Author, historian and foreign policy analyst Max Boot sat down for an interview on PBS last week to talk about changes to the Republican Party — changes, he said, representing "an existential threat to democracy."
Boot, who served as foreign policy adviser during the presidential campaigns of Rubio, John McCain and Mitt Romney, lamented events that have occurred over the past year, including former President Donald Trump's "unprecedented" refusal to accept defeat in the 2020 Election and the Jan. 6 riot at the U.S. Capitol.
"You would think after Donald Trump had shown that he was willing to destroy American democracy in order to stay in office, you would think that at that point the Republican Party would disassociate itself from Donald Trump, but of course that is not what has happened in the many months since then," he told Amanpour & Co. host Walter Isaacson during an Oct. 22 video interview (viewable below). "Instead, those who question or criticize Donald Trump are being driven out of the party."
Booth pointed to U.S. Rep.
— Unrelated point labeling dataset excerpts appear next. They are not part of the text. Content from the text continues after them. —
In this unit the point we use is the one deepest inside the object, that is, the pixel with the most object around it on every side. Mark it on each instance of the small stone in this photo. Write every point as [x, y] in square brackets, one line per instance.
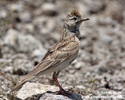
[80, 87]
[25, 16]
[39, 54]
[11, 37]
[30, 89]
[3, 13]
[22, 66]
[78, 65]
[49, 9]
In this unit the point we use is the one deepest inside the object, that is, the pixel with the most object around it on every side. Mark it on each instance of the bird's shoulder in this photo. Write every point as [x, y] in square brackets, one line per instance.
[62, 47]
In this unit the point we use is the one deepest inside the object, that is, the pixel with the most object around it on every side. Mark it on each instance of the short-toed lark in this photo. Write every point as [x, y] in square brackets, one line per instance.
[61, 54]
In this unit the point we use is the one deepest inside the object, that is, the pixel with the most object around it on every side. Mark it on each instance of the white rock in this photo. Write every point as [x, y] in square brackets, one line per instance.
[39, 53]
[30, 89]
[78, 65]
[49, 9]
[25, 16]
[11, 37]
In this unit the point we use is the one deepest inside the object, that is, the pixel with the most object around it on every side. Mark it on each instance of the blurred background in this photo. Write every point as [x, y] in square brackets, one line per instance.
[29, 27]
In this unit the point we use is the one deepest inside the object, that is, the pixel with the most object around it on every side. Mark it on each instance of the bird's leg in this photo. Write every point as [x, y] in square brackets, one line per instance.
[61, 91]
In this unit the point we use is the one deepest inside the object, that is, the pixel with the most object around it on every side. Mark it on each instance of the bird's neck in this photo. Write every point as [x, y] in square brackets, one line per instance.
[69, 32]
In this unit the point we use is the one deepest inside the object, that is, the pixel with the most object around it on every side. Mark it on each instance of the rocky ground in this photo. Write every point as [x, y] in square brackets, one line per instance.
[32, 26]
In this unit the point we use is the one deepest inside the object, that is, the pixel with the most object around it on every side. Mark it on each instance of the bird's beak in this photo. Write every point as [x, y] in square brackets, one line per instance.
[84, 19]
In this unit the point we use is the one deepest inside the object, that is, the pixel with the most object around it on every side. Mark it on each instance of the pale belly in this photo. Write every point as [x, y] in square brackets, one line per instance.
[59, 67]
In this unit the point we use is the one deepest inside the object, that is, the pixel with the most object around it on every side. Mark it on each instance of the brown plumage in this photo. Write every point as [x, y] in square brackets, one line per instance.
[61, 54]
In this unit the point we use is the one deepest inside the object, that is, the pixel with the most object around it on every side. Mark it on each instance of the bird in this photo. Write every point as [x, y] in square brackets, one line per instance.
[61, 54]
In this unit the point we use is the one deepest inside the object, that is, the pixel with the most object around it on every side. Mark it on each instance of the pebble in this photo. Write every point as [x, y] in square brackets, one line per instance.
[25, 16]
[11, 37]
[49, 9]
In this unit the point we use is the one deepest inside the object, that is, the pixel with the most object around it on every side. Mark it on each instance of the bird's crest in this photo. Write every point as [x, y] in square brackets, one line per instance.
[73, 13]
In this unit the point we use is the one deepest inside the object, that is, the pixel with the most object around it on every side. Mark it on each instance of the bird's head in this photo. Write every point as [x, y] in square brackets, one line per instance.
[74, 19]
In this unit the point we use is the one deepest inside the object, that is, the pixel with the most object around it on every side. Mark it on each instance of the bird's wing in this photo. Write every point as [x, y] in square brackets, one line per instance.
[56, 54]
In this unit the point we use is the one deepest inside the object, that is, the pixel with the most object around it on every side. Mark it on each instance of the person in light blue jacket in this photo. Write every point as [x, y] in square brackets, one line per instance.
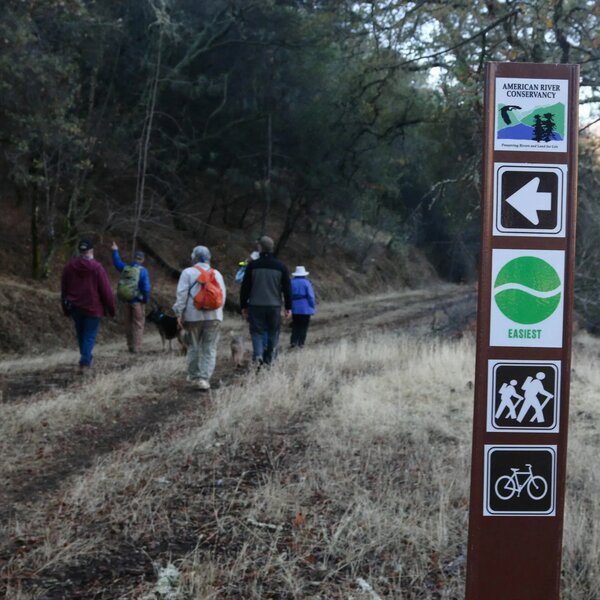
[303, 306]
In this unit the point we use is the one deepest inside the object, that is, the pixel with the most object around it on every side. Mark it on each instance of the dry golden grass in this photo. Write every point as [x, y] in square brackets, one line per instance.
[343, 472]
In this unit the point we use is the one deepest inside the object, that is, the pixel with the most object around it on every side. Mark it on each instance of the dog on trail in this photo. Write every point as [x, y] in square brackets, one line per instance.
[167, 327]
[237, 350]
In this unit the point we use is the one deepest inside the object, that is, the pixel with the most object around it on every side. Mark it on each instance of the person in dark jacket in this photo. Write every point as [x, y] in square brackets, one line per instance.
[86, 297]
[303, 306]
[266, 281]
[134, 313]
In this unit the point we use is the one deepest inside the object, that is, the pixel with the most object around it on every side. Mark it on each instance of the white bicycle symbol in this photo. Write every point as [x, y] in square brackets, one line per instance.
[508, 485]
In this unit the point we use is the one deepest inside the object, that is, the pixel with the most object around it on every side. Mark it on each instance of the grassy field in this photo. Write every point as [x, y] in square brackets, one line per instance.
[342, 472]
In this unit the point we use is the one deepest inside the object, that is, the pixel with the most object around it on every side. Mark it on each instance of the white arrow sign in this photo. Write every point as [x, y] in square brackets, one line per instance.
[528, 201]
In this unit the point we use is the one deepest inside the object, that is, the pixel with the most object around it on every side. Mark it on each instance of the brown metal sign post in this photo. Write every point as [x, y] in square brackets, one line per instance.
[525, 315]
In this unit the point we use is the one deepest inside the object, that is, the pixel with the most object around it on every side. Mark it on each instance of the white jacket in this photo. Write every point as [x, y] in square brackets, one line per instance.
[187, 288]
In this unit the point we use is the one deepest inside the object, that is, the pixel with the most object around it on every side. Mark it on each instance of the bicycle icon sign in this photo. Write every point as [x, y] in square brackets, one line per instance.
[520, 480]
[508, 485]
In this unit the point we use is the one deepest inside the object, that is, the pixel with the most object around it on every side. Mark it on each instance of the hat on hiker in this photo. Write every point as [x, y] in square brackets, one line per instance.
[300, 272]
[85, 245]
[266, 243]
[201, 254]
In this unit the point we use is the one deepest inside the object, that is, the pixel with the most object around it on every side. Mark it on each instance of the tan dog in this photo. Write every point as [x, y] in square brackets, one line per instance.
[237, 350]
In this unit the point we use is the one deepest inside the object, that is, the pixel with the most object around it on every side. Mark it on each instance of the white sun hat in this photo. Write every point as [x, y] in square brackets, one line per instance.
[300, 272]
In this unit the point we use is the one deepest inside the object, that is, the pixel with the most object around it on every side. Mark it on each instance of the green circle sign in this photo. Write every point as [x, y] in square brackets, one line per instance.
[527, 290]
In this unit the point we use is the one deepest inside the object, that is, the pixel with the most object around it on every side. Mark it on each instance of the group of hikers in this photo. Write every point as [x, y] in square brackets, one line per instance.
[266, 287]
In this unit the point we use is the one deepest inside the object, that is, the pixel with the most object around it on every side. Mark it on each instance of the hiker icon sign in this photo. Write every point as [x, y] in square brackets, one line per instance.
[523, 396]
[527, 298]
[519, 480]
[529, 200]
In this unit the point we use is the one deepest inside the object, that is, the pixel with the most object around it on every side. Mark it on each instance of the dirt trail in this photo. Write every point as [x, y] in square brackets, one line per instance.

Liz Cheney's ouster from her leadership post in May, which came after she'd rejected for months Trump's claim that the election had been stolen and supported an investigation into the Jan. 6 insurrection.
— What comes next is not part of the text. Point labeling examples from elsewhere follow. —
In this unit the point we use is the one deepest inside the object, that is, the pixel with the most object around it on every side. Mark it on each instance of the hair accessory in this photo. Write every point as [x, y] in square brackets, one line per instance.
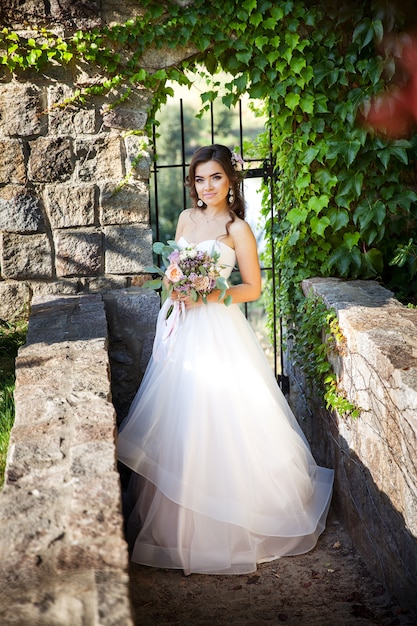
[237, 162]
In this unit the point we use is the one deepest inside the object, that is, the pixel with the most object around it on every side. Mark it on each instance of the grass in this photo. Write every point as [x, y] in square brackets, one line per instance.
[12, 335]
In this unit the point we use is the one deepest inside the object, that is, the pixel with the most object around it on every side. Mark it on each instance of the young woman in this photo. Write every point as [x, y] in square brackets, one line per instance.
[223, 477]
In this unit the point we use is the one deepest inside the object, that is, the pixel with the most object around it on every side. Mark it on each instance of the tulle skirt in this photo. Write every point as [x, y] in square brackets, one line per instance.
[223, 475]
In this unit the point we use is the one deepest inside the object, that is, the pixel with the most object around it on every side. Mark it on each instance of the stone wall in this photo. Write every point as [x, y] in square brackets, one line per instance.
[63, 557]
[64, 226]
[374, 456]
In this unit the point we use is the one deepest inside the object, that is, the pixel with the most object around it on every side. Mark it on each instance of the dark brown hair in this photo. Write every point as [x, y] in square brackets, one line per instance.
[222, 155]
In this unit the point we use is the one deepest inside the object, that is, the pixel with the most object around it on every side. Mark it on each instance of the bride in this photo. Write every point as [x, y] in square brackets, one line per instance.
[223, 477]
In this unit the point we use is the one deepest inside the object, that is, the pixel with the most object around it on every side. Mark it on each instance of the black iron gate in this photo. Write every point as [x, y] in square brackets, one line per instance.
[255, 169]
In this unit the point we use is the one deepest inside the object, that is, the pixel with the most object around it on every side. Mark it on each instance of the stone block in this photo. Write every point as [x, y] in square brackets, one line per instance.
[138, 161]
[70, 205]
[103, 284]
[25, 256]
[78, 252]
[66, 286]
[70, 119]
[125, 205]
[14, 299]
[131, 316]
[21, 107]
[77, 321]
[100, 158]
[51, 159]
[20, 210]
[128, 249]
[12, 163]
[124, 118]
[375, 491]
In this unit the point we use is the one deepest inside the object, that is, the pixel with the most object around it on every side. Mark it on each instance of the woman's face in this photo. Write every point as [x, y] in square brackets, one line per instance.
[212, 184]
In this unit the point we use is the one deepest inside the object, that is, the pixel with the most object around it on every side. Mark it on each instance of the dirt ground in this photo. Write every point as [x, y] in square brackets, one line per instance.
[329, 586]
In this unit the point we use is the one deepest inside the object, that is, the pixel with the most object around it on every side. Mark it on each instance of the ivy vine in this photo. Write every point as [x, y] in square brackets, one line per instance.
[345, 197]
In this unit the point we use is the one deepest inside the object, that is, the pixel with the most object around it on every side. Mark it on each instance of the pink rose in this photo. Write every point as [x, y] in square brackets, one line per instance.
[174, 273]
[201, 283]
"That places her in a distinct, very small minority within the Republican Party, because the rest of the Republican Party has basically gone along with Donald Trump," he said, citing a recent poll that found nearly 80% of the GOP want to see Trump run again in 2024.
Boot and Isaacson moved onto other subjects, including Boot's horror at the Republican Party embracing conspiracy theories and his relatively new status as a single-issue voter — he's vowed to vote only for candidates who reject authoritarianism, which "in practice means voting for Democrats because unfortunately, at this time, we can't count on Republicans to uphold our democracy" — before landing on the subject of Rubio, whom he advised in the 2016 presidential Primary.
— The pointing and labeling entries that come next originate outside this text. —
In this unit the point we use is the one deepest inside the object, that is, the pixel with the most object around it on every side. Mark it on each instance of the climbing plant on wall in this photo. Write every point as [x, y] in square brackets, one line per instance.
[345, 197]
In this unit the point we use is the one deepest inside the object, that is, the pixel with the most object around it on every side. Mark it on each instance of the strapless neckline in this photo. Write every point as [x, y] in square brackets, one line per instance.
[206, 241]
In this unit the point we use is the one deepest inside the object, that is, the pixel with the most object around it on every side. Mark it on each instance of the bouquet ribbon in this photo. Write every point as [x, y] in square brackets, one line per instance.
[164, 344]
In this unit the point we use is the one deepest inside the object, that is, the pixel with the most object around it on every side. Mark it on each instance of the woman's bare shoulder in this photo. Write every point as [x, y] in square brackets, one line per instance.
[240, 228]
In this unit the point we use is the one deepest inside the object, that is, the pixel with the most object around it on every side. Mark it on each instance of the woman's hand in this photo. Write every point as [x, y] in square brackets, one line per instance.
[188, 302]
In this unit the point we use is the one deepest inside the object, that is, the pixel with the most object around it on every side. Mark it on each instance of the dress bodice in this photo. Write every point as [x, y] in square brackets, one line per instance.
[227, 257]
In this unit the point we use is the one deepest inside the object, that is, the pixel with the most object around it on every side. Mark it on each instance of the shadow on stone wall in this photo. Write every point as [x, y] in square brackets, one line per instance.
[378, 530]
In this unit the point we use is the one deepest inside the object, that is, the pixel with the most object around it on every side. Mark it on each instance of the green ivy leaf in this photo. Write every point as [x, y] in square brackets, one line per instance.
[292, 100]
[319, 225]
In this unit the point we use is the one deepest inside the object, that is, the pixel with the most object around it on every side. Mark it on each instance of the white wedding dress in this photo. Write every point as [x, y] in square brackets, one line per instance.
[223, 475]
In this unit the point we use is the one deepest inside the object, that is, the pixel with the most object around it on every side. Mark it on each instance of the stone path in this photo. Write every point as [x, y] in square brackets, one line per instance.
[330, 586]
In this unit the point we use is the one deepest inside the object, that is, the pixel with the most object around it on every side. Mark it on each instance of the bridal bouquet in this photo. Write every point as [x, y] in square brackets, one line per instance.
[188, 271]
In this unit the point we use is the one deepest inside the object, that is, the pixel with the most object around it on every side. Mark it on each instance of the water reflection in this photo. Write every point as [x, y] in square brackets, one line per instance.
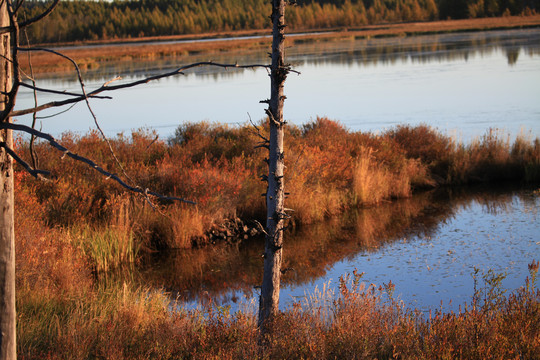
[417, 243]
[461, 84]
[350, 51]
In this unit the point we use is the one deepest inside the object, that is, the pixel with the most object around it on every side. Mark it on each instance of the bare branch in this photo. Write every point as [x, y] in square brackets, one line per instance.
[47, 11]
[106, 87]
[34, 172]
[51, 91]
[52, 141]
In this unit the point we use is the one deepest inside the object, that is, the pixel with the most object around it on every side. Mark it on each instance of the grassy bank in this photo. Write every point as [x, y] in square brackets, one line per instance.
[79, 224]
[150, 48]
[60, 320]
[329, 170]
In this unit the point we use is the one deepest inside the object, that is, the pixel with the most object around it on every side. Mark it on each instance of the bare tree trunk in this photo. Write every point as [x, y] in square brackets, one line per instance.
[269, 300]
[7, 236]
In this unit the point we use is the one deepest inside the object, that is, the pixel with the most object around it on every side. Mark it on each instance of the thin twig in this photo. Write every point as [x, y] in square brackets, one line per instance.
[47, 11]
[52, 141]
[32, 171]
[103, 88]
[58, 92]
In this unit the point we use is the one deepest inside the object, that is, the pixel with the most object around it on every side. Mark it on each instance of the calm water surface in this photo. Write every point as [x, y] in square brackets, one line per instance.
[462, 84]
[428, 246]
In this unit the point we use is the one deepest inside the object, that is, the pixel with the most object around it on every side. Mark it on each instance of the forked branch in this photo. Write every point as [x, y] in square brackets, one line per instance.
[106, 87]
[52, 141]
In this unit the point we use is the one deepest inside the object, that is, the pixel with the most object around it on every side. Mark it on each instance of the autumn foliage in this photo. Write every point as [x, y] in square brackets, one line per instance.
[329, 169]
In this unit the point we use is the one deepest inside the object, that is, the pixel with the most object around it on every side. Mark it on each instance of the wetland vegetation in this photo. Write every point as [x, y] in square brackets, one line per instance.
[78, 226]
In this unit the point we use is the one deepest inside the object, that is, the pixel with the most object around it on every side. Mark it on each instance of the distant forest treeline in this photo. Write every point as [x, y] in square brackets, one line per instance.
[80, 20]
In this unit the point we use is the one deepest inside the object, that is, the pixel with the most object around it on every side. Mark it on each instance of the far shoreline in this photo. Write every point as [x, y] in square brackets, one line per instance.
[90, 54]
"That's one I regret," said Boot, who hasn't been shy in the past about bashing his former employer.
Isaacson asked him to elaborate.
"This has been one of the monumental disappointments of my life, (that) a lot of people in the Republican Party that I once believed in have failed the test of Trump," Boot said. "They have failed the character test of Trump, including folks like (former Romney running mate and Speaker of the House) Paul Ryan, but also certainly Marco Rubio, who I thought stood for something better in 2015 and 2016, and I remember when I was cheering him on when he was saying there was no way somebody like Donald Trump should be allowed to get his hands on our nuclear weapons. He was saying that Donald Trump is unqualified, unfit to be President, and I applauded that, so I was shocked when he endorsed Donald Trump.
"And now he's become more Trumpy over time, and he actually is emulating Trump and a lot of his cheap-shot attacks on the media. Basically, I just think that he sees it as to his political advantage to be Trump's lickspittle, which is probably true in Florida and certainly true in Republican politics. But it's disappointing to see."
Romney, conversely, passed the "Trump test" by rejecting the former President's style of politics and voting twice to impeach him, said Boot, now a columnist for the Washington Post covering national security.
"Mitt Romney still represents the best of the Republican Party," he said. "Unfortunately, Marco Rubio represents the worst."